Não tenho dúvidas de que a presidente afastada Dilma Rousseff, na iminência da votação que deve apartá-la de vez do cargo, constrange-se com alguns abraços de urso - ou "apoios de urso". Mesmo com as circunstâncias a levando a se alinhar politicamente a bolivarianos e assemelhados, Dilma sempre torceu o nariz para essa turma. E motivos nunca faltaram. Entre eles, a vontade que ela tinha de ver o Mercosul negociando com a União Europeia (UE), iniciativa travada reiteradamente pelos argentinos kirchneristas e pelos venezuelanos chavistas. Mas não era só isso. O próprio Luiz Inácio Lula da Silva já saiu de cabelo em pé depois de reunião com o então colega Hugo Chávez. Aquele pessoal tem uma lógica pesada, que o próprio secretário-geral da OEA, Luis Almagro, identificou ao ser a favor do referendo revogatório de Maduro e se opor ao impeachment de Dilma. Almagro, ex-chanceler do uruguaio José Mujica, é homem de esquerda. Mas sabe as diferenças entre grupos e entre métodos.

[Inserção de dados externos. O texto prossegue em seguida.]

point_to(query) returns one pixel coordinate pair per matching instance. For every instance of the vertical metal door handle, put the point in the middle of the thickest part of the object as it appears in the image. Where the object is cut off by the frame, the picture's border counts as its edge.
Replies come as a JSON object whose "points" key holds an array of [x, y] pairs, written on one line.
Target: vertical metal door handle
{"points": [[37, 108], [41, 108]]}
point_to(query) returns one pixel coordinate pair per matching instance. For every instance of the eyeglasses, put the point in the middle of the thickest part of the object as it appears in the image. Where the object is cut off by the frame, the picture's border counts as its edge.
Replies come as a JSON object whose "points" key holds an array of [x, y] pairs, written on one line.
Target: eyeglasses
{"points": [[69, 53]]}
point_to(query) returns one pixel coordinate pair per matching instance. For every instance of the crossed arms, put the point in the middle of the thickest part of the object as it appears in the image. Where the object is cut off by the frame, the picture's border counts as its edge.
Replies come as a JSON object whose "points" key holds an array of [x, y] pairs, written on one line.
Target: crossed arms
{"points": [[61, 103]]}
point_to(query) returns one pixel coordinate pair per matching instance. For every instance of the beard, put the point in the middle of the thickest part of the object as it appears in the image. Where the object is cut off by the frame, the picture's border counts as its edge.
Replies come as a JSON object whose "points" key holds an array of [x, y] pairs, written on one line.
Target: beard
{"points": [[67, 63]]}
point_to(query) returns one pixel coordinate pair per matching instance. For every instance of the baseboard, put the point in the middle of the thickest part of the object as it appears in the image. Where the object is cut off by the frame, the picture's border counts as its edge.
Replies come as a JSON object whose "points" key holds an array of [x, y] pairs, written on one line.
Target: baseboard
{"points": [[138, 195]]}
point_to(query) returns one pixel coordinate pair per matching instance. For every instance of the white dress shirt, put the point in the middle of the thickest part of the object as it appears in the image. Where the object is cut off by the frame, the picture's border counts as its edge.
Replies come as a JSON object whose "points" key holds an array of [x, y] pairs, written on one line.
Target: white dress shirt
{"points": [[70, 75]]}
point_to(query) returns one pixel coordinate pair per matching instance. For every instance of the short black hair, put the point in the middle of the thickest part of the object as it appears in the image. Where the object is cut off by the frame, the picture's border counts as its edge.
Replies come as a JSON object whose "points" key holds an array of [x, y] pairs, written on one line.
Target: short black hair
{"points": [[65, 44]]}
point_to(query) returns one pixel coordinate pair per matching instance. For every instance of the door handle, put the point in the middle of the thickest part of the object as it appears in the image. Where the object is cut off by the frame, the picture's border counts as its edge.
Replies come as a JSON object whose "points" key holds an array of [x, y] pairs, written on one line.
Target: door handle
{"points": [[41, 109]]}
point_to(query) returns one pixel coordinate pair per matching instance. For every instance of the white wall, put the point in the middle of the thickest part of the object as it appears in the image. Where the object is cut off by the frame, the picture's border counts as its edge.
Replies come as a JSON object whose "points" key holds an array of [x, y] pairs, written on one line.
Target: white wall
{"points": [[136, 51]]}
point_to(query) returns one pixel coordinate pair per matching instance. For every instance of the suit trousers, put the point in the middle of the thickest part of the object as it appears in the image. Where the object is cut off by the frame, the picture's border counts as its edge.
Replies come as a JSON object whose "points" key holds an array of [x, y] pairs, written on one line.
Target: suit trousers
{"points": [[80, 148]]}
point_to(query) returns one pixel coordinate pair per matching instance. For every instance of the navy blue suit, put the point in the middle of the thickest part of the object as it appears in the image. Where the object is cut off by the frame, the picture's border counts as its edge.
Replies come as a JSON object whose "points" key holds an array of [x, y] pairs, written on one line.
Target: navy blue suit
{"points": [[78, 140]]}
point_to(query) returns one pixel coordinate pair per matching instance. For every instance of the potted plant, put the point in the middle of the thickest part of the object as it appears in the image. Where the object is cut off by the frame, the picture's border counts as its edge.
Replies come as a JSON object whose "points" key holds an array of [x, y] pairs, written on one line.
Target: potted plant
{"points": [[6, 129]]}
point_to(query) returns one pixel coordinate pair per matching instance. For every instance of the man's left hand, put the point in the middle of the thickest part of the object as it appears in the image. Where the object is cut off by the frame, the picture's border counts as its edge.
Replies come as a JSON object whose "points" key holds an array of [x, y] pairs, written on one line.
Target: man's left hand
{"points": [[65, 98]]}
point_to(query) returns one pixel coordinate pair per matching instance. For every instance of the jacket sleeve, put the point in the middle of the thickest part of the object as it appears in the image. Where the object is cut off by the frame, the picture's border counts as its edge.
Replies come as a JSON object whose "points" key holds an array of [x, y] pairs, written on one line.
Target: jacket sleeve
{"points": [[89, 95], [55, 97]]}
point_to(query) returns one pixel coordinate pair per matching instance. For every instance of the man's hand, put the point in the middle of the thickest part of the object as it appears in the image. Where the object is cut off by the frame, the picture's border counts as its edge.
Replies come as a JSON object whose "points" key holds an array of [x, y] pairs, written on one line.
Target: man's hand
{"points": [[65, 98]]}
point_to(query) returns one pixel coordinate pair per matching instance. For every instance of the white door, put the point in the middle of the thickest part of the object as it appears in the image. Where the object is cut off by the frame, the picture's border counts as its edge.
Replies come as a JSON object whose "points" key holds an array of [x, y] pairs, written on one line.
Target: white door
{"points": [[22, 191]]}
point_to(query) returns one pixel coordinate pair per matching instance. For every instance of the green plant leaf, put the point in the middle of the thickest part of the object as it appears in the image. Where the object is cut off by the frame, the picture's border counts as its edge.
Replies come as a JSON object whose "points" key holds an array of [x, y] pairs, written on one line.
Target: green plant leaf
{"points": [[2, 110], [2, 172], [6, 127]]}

Em tempo: este colunista faz tal raciocínio, mas concorda com quem diz que a política jamais deveria servir como salvo-conduto para alguém apoiar regimes como o chavista. O estilo truculento de lidar com os adversários, os presos políticos, o desabastecimento em 80%, a inflação superando os 700%, a miséria, a fome e a morte por falta de medicamentos, isso tudo deve ser lembrado.
Mesmo assim, apoios chavista e kirchnerista, além de não ajudar, só afundam Dilma ainda mais. Qualquer pessoa sensata sabe que aquilo lá é inaceitável. Mesmo quem, publicamente, tenta defender tantos desatinos e desmandos.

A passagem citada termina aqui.